Perché si mangia la frutta secca a Natale?
Quando si pensa al pranzo di Natale si affacciano nella mente immagini di abbondanza e opulenza: grazie all’enorme varietà che offrono le tradizioni culinarie delle diverse regioni italiane, la tavola natalizia viene imbandita con le portate più gustose, dai ravioli al cappone, passando per gli immancabili dolci, come il panettone meneghino o gli struffoli napoletani. In questa deliziosa eterogeneità, c’è però un protagonista indiscusso della tavola di Natale italiana, da nord a sud della Penisola: la frutta secca.
Una lunga tradizione
Perché si mangia la frutta secca a Natale? Si tratta di una tradizione molto antica, che risale addirittura all’epoca romana, quindi molto prima che si festeggiasse il Natale. In questo periodo storico, la frutta secca rappresentava il dessert ideale al termine dei banchetti più raffinati. Ma non solo: sembra anche che la frutta secca fosse considerata dai romani di buon auspicio, tanto che in occasione dei matrimoni era usanza spargere dei gherigli di noce sul pavimento della casa del futuro sposo.
Dall’epoca romana in poi, la tradizione del consumo di frutta secca si è progressivamente integrata con le usanze cristiane, fino a diventare uno degli emblemi del pranzo natalizio.
Il vero motivo per cui si mangia frutta secca a Natale, tuttavia, non è del tutto chiaro e, in proposito, sono state avanzate numerose teorie.
Una delle più plausibili è legata alla questione della stagionalità della frutta: dal momento che in inverno è difficile trovare frutta fresca, si usava essiccarla durante la bella stagione per poterla poi consumare anche con l’arrivo del freddo.
Un’altra teoria molto valida sostiene invece che, essendo la maggioranza della popolazione povera, a Natale fosse tradizione scambiarsi come regalo proprio della frutta secca, un bene tutto sommato alla portata di tutti che risultava però un pensiero sempre gradito. Si tratta di un’usanza che si è mantenuta a lungo nel tempo, tanto che ancora oggi è consuetudine regalare cesti natalizi contenenti, tra gli altri prodotti alimentari, anche frutta secca.
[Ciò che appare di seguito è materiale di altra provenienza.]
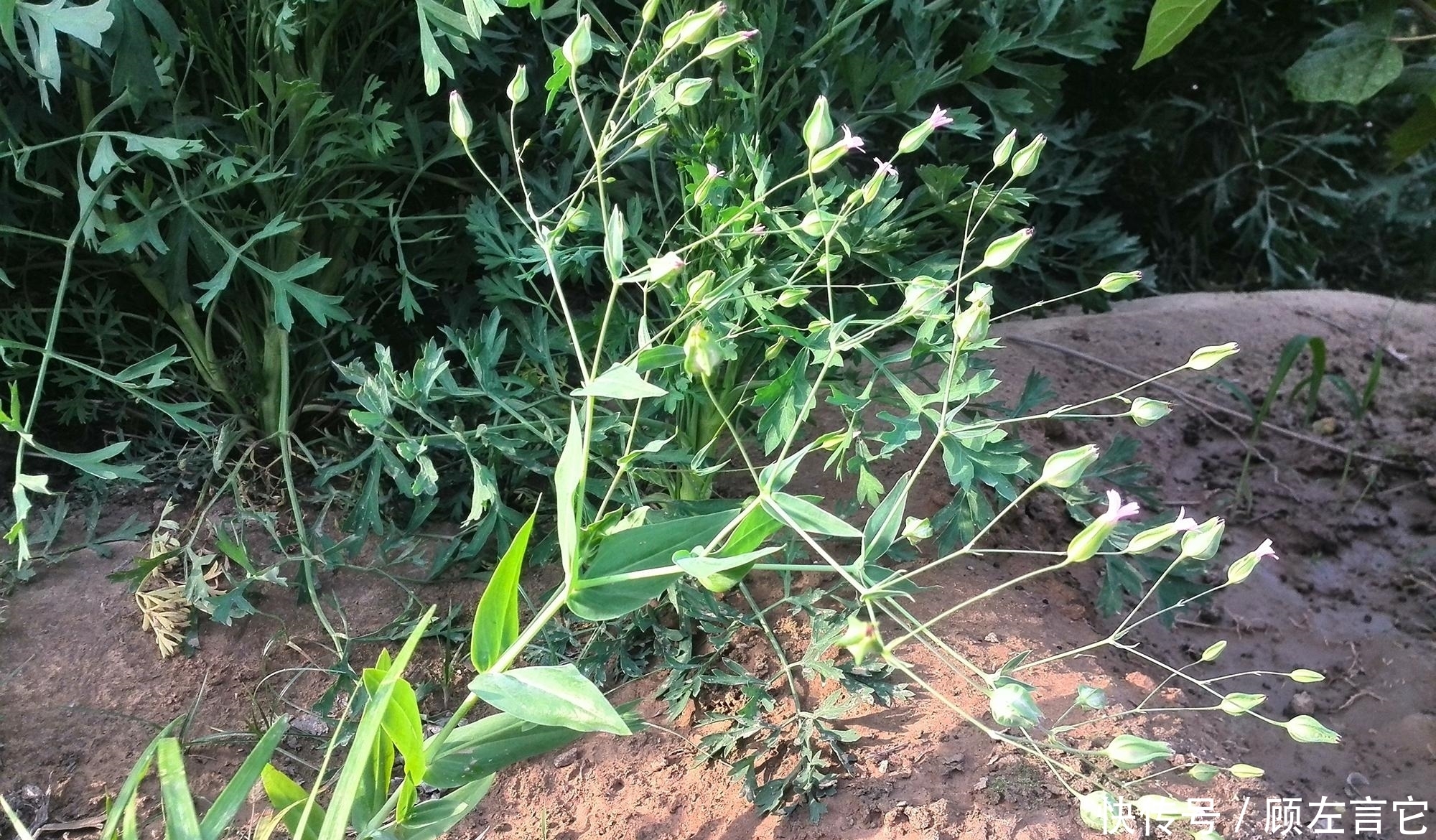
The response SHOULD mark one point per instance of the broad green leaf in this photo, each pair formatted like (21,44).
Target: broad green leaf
(568,479)
(289,799)
(430,821)
(1349,65)
(496,621)
(401,720)
(371,724)
(552,697)
(182,822)
(808,516)
(620,383)
(490,745)
(887,522)
(1170,25)
(637,551)
(238,792)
La frutta secca protagonista della tavola natalizia
Che si tratti di una tradizione povera o di un retaggio dei lussuosi banchetti romani, la frutta secca rappresenta comunque una portata imprescindibile nella tavola natalizia. Non bisogna poi dimenticare che la frutta secca può essere consumata in molti modi: al naturale oppure come ingrediente principale di molti dolci della tradizione, dal panforte al panpepato fino al torrone. La frutta secca può essere protagonista anche di piatti più moderni e innovativi, come l’arrosto alle nocciole o le lasagne ai pistacchi.
Frutta secca: quanta se ne può mangiare?
L’usanza vuole che la frutta secca si spizzichi una volta giunti quasi al termine del pranzo di Natale; nel napoletano, addirittura, il cesto di frutta secca portato in tavola a Natale si chiama “o passatiempo”, cioè “il passatempo”, termine dal quale è facile intuire che spesso non ci si dà un limite per la porzione da consumare durante le festività natalizie. Tuttavia, occorre tenere presente che la frutta secca, per quanto numerosi studi concordino nell’affermare che faccia bene alla salute, è molto calorica e quindi non se ne dovrebbe abusare.
I nutrizionisti raccomandano di non superare i 30 gr di frutta secca a pasto, che corrisponde a circa 5 noci o 20 nocciole o mandorle e, nel caso della frutta disidratata, a non più di 3 datteri o fichi. Stesso discorso vale per i dolci a base di frutta secca: un pezzo di torrone o di croccante, per esempio, apporta circa 145 kcal.